After a brief foray into this “Heads up, ball in hand” attacking game that seemed to work in the less structured Currie Cup, it would seem that defence first rugby is back. The Cheetahs made 173 tackles compared to 62 from the Force, and won. The Bulls made 156 tackles compared to 83 from the Reds, and won. Hell even the Sharks almost pulled off a win against the Lions by making more tackles than they did. What they did differently to the other 4 SA sides, though, was miss 35 tackles compared to the meagre 13 from the Lions, and two of those lead to tries.
The “D” is back!
To a smidgen too much fanfare for my liking it has to be said. But when it takes a country from a four loss weekend to a four win weekend, one can understand. Who gives a toss how it was achieved, as long as we are winning again. Me, I am one of those freaks who would like to see our rugby evolve a little from massive defence, a brilliant kick-chase, and one off runners.

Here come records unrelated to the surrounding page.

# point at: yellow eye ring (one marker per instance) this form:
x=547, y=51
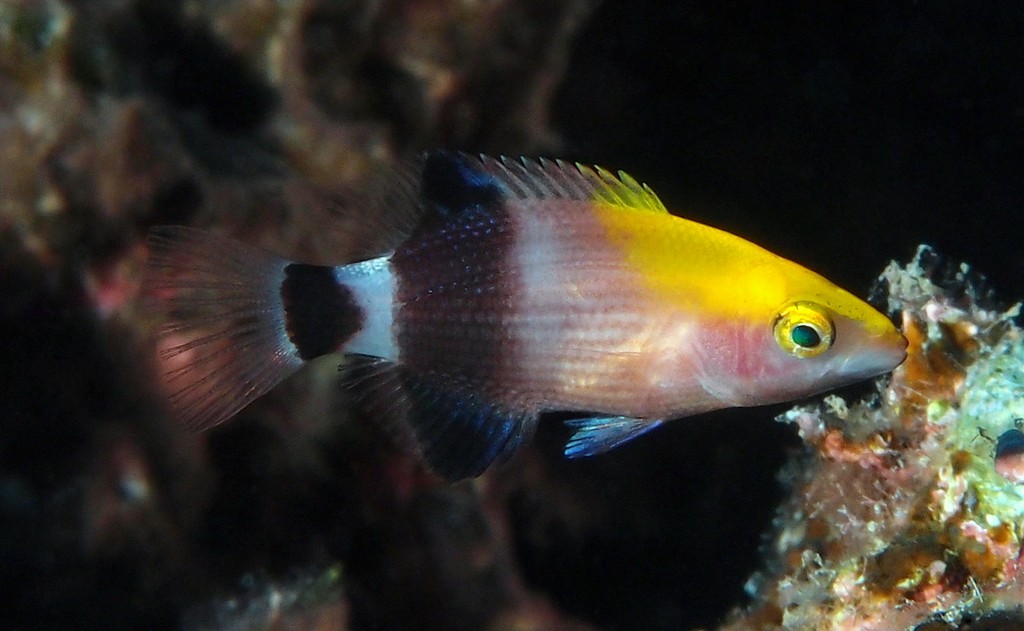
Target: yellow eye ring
x=803, y=330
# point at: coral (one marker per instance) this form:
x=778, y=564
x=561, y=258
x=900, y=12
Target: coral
x=906, y=509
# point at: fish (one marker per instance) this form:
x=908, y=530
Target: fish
x=498, y=290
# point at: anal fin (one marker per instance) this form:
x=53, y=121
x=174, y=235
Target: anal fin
x=599, y=434
x=458, y=432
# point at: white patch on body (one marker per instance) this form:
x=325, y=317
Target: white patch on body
x=373, y=285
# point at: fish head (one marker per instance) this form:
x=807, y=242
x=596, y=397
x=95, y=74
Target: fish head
x=810, y=342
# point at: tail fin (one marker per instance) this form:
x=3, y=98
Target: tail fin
x=224, y=338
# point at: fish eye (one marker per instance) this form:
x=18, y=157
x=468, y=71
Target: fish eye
x=804, y=330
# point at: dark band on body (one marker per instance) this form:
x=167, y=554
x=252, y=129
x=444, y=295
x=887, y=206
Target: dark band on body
x=453, y=275
x=320, y=312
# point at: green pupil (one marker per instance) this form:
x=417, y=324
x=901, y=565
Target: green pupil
x=806, y=336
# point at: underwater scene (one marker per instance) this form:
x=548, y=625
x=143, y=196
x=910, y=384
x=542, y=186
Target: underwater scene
x=511, y=316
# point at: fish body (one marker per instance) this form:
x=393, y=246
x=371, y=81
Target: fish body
x=516, y=288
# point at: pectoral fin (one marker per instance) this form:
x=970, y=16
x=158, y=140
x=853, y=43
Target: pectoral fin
x=596, y=435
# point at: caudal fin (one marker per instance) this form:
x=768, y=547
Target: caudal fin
x=223, y=339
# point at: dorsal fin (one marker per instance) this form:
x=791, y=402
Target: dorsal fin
x=543, y=178
x=443, y=185
x=453, y=182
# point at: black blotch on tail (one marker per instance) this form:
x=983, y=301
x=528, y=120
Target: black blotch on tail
x=452, y=183
x=320, y=312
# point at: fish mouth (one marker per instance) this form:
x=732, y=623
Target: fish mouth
x=878, y=354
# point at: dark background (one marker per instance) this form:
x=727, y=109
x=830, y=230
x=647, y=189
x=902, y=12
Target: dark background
x=838, y=134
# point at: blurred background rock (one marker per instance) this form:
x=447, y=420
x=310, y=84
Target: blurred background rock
x=838, y=135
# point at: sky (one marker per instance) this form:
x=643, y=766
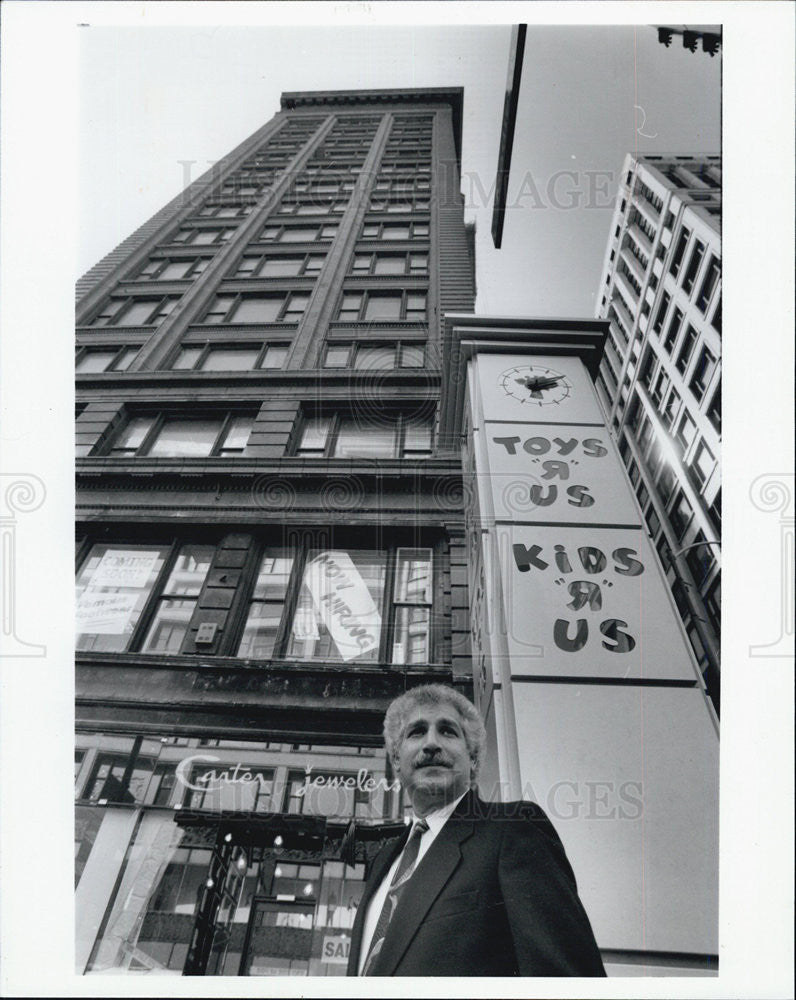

Where we did see more than a hint of that being possible was in Monday night’s Varsity Cup final, in which Shimlas beat Pukke 66-33. Ninety nine points in a final! Sure, it was virtually defence free, but wow it was fun to watch.
Stormers fans are no doubt happy with Saturday’s win built on defence, but how long will it be before they return to bemoaning the lack of an attacking game? Tough old balancing act for the coaches!
Speaking of the Varsity Cup, how does Jason Klaasen, voted forward of the tournament, not make the so called AllStar XV? UJ loosehead Gareth Milasinovich ate every tighthead for breakfast this year, yet is not in the side. And to see Pukke tighthead Dayan van der Westhuizen is a bit of a joke. He saw more of the fans in the front row after being popped than he did of the opposition front row.
Varsity Cup should be the net that catches the players that are not in the so called “System”, yet instead it seems, they are bowing to said system. A bit sad if that is the case.